Sam Raimi, hacedor de obras maestras tempranamente jubilado por si mismo por quien sabe si algún maleficio, parece dedicarse a la producción de terror con un arma de doble filo: ese pasado del que ahora reniega domesticado. Sin embargo, el interés de las películas producidas por Raimi no es exclusivamente culpa mía, sino también de Robert Zemeckis y Joel Silver. O sea, de Dark Castle, esa astuta compañía que redimió los placeres culpables que se fabricaban por sistema (con la televisiva
Tales from the Crypt como producto cumbre) en base a conceptos molones: empezaron muy bien con
House of Haunted Hill y pronto se pasaron a lo rutinario, y algo de justicia poética hay en ello, por ser tan vulgares con William Castle supongo (
13 Fantasmas, Barco Fantasma) o por simplemente tocar el tema espectral, agotado desde siempre, si lo piensan bien. Y es con
La casa de cera que uno se reconcilia con el cine de terror definitivamente.
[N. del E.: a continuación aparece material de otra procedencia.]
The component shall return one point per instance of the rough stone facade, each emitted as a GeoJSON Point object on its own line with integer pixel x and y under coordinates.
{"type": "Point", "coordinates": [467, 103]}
Raimi venía de producir remakes asiáticos, que en el fondo son historias demoníacas sin demonios, de venganza sin sangre y de realizadores asiáticos sin identidad, por mucho que repitan secundarios y paisaje. No cuesta pues pensar en Raimi como un auténtico caníbal capaz de domesticarlo todo y puede que eso empezara con
Premonición, temprana muerte de su agudo sentido del fantastique que aún era capaz de potenciar a Katie Holmes.
El tebeo de Steve Niles y Ben Templesmith ha pasado también por una maldición que se intuye raimiana: un grandísimo high concept basado en la melancolía del trazo de Templesmith y en, evidentemente, la radicalización del color, que lejos de ser pretencioso proporcionaban un modesto y divertidísimo conjunto lleno de ideas brillantes con buen concepto. Nada más. Sin embargo, su plétora de secuelas termina por agotar mediante clichés lo que en realidad era una agradabilísima sorpresa sin mucho más que reseñar. Niles, que ahora trabaja con Bernie Wrighston, venía de adaptar al tebeo
Soy Leyenda de Richard Matheson: no podía salirle más clásica, en el mejor de los sentidos, su historia y así se sostenía, sin necesidad de secuelas que lo ampliaran. De hecho, la transformación final del sheriff Eben se narraba con un cierto eco mathesoniano: ahí están esa chica de sangre mixta con la que se encuentra Neville en la novela y muchas de las consideraciones que se desprenden después de su final.
David Slade es sin duda un director con muchas ínfulas, quizá la voz menos talentosa de la escuela del videoclip, que parecía deslumbrar algo con la película de abuelas para jóvenes que es
Hard Candy, que tiene su valor como nueva actualización (o mutación) del telefilm discursivo. Sus ínfulas se muestran en esas peleas entrecortadas en las que su fotografía ni siquiera ofrece una bella estampa o en esos primeros planos de caras bellísimas contrastando con la oscuridad del conjunto. Tampoco hay que olvidarse del atardecer de Alaska, lo más cerca que está el director de intentar medirse al talento de Templesmith y al tono cotidiano impuesto por Niles en su diseño de personajes.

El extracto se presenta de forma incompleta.